Cela étant la création d'une nouvelle collectivité n'est pas une simple question technique. Elle doit aussi permettre de conforter Mayotte dans la République.

La mise en place d'un état-civil stable est la garantie du respect des droits de chacun. Un travail important a été réalisé par la commission de révision de l'état-civil. Beaucoup reste à faire, je ne le nie pas. A l’évidence, la commission doit mener ses travaux plus rapidement et de façon plus efficace. Son fonctionnement sera donc aménagé et amélioré. Je travaille avec le garde des sceaux pour mettre en place les éléments et les procédures nécessaires.

Conforter Mayotte dans la République, c'est aussi réaffirmer que s’y appliquent les principes qui fondent notre pacte républicain, à commencer par l'égalité entre les hommes et les femmes, qui devra être pleinement respectée. Pour connaître un peu Mayotte, je sais qu’il y a le droit et qu’il y a la pratique. Depuis fort longtemps, les femmes jouent un grand rôle dans la société mahoraise.

Il faut cependant aménager les règles en vigueur, en premier lieu celles qui concernent le mariage devront être alignées sur celles qui prévalent sur l’ensemble du territoire. Cela signifie notamment que la polygamie sera désormais interdite. De même, l'âge légal minimum des femmes pour se marier sera relevé de quinze à dix-huit ans. Toute référence au tuteur matrimonial sera supprimée, afin de garantir le libre consentement des époux. Le mariage religieux devra être précédé d’un mariage civil célébré en mairie par un officier d'état-civil. Tous ces aménagements doivent garantir que les règles qui prévalent sur l’ensemble de notre territoire sont respectées à Mayotte.

Des modifications importantes auront lieu également dans le domaine de la justice. À Mayotte, comme sur tous les territoires de la République, tous les citoyens français doivent bénéficier des mêmes droits et garanties devant la justice. La justice cadiale sera donc supprimée. Les cadis pourront continuer à exercer une mission d'expertise et de médiation auprès des magistrats de droit commun, mais ce ne seront plus eux qui rendront la justice.

Enfin, le français est la langue de la République. Sur ce plan, nous savons bien qu’il faut encore faire un certain nombre de progrès. La maîtrise du français est également un élément important pour donner à l’ensemble des Mahorais la possibilité de participer au développement économique et social. Le Gouvernement s'engage à mobiliser l'ensemble des services publics concernés – éducation nationale, culture, audiovisuel – et il travaillera avec le monde associatif qui a un grand rôle à jouer en la matière.

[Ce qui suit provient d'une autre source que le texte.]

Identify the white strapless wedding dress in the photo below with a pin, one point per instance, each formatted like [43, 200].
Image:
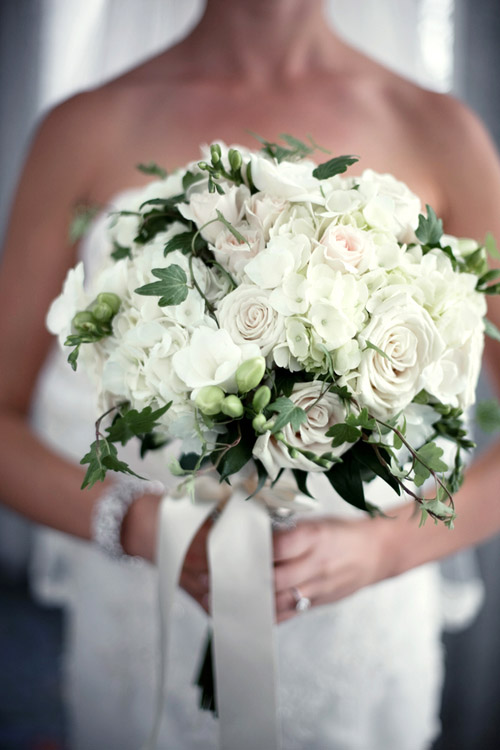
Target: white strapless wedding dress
[363, 674]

La départementalisation entraîne donc d'importants changements institutionnels. Elle doit aussi s'accompagner d'un nouvel élan pour le développement économique, social et culturel de Mayotte. C'est la deuxième ambition de la feuille de route.

Cela implique de disposer d’instruments adaptés. Ainsi, un fonds de développement économique, social et culturel, contribuera à doter Mayotte des équipements nécessaires au développement de l'île. Dans ce domaine, même si beaucoup de progrès ont déjà été accomplis, nous devons poursuivre nos efforts. Pour des raisons d'efficacité et de rapidité, ce fonds sera créé à partir de l'actuel fonds mahorais de développement dont les ressources seront réévaluées. Par ailleurs, les acteurs socio-économiques seront mieux associés à sa gouvernance.

Il n’en reste pas moins que le développement économique de Mayotte n’a de sens que si les habitants de l’île constatent un progrès pour eux-mêmes. Il doit donc s’accompagner d’un développement social équilibré. Ainsi, à partir de la situation actuelle, il nous faut déterminer selon quel calendrier et avec quels moyens il sera possible d’atteindre l’alignement général que nous visons.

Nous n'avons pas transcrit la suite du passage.